Ayahuasca is Quechua word for “spirit vine” or “vine of the souls”; aya means “spirit” while huasca or waska means “vine”. The vine is considered to be the “spirit” of ayahuasca, the gatekeeper and guide to the otherworldly realms. It is a “medicine” made of psychoactive plants. The name ‘ayahuasca’ specifically refers to a botanical decoction that contains Banisteriopsis caapi. The brew was first described academically in the early 1950s by Harvard ethnobotanist Richard Evans Schultes, who found it employed for divinatory and healing purposes by the native peoples of the Amazonian Colombia.
How indigenous peoples discovered the synergistic properties of the ayahuasca brew remains unknown.
In the 16th century, Christian missionaries from Spain and Portugal first encountered indigenous peoples using ayahuasca in South America; their earliest reports described it as the work of the devil.
Religious use in Brazil was legalized after two official inquiries into the tea in the mid-1980s, which concluded that ayahuasca is not a recreational drug and has valid spiritual uses.
Ayahuasca is used largely as a religious sacrament. Users of ayahuasca in non-traditional contexts often align themselves with the philosophies and cosmologies associated with ayahuasca shamanism, as practiced among indigenous peoples like the Urarina of Peruvian Amazonia.

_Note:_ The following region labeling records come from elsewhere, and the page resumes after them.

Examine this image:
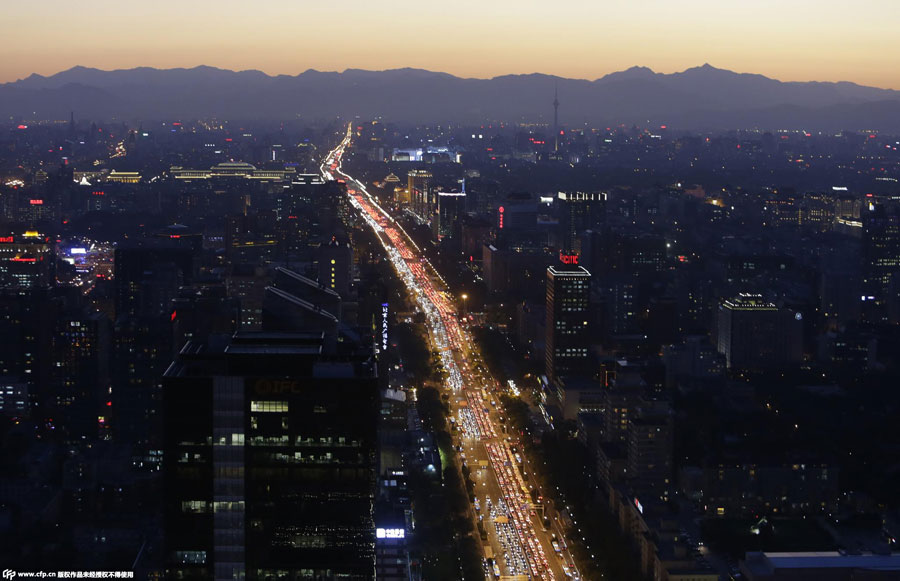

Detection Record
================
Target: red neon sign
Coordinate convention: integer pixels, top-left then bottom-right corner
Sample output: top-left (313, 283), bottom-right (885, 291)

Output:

While non-native users know of the spiritual applications of ayahuasca, a less well-known traditional usage focuses on the medicinal properties of ayahuasca. When used for its medicinal purposes ayahuasca affects the human consciousness for less than six hours beginning half an hour after consumption, and peaking after two hours. The remedy also has cardiovascular effects, moderately increasing both heart rate and diastolic blood pressure. The psychedelic effects of ayahuasca include visual and auditory stimulation, the mixing of sensory modaltities, and psychological introspection that may lead to great elation, fear, or illumination. Its purgative properties are important (known as la purga or “the purge”). The intense vomiting and occasional diarrhea it induces can clear the body of worms and other tropical parasites, and harmala alkaloids themselves have been shown to be anthelmintic.